A rapidly converging central binomial series was recently found for Catalan's constant:
$$G = \frac{1}{2} \sum_{n=0}^{\infty} (-1)^n \frac{(3n+2) 8^n}{(2n+1)^3 \binom{2n}{n}^3}$$ Ifwhich is in similar spirit to $$\zeta(3)=\frac{5}{2}\sum_{n=1}^{\infty}\frac{(-1)^{n-1}}{n^3 \binom{2n}{n}}$$ which Apéry utilised. If I understand correctly, this gives us the first stage of an analogue of Apéry's proof for $G$. The next stage in his proof is to use a fast recursion formula that approaches $\zeta(3)$: $$n^3 u_n + (n-1)^3 u_{n-2} = (34n^3 - 51n^2 + 27n - 5) u_{n-1},\, n \geq 2$$ A similar recursive formula that approaches $G$ was found: $$(2n+1)^2 (2n+2)^2 p(n) u_{n+1}-q(n)u_n = (2n-1)^2 (2n)^2 p(n+1) u_{n-1}$$ where $$p(n) = 20n^2 - 8n + 1$$ $$q(n) = 3520n^6 + 5632n^5 +2064n^4-384n^3-156n^2+16n+7$$ Now as Zudilin mentions in his paper, 'the analogy is far from proving the desired irrationality of $G$', but why exactly is this recursive formula not good enough to prove the irrationality of $G$?
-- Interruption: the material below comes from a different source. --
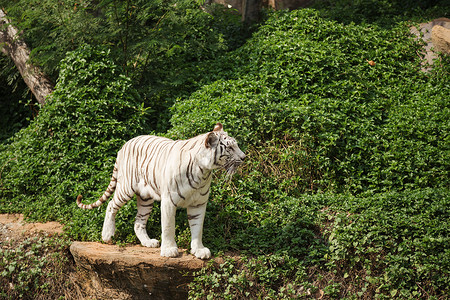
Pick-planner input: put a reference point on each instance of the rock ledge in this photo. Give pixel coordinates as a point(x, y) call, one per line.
point(133, 272)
A major part of Apéry's proof is to define the double sequence: $$c_{n,k} := \sum_{m=1}^{n} \frac{1}{m^3} + \sum_{m=1}^{k} \frac{(-1)^{m-1}}{2m^3 \binom{n}{m} \binom{n+m}{m}}$$
Where does this come from, and how could one create a similar sequence instead that follows from the above binomial series for $G$?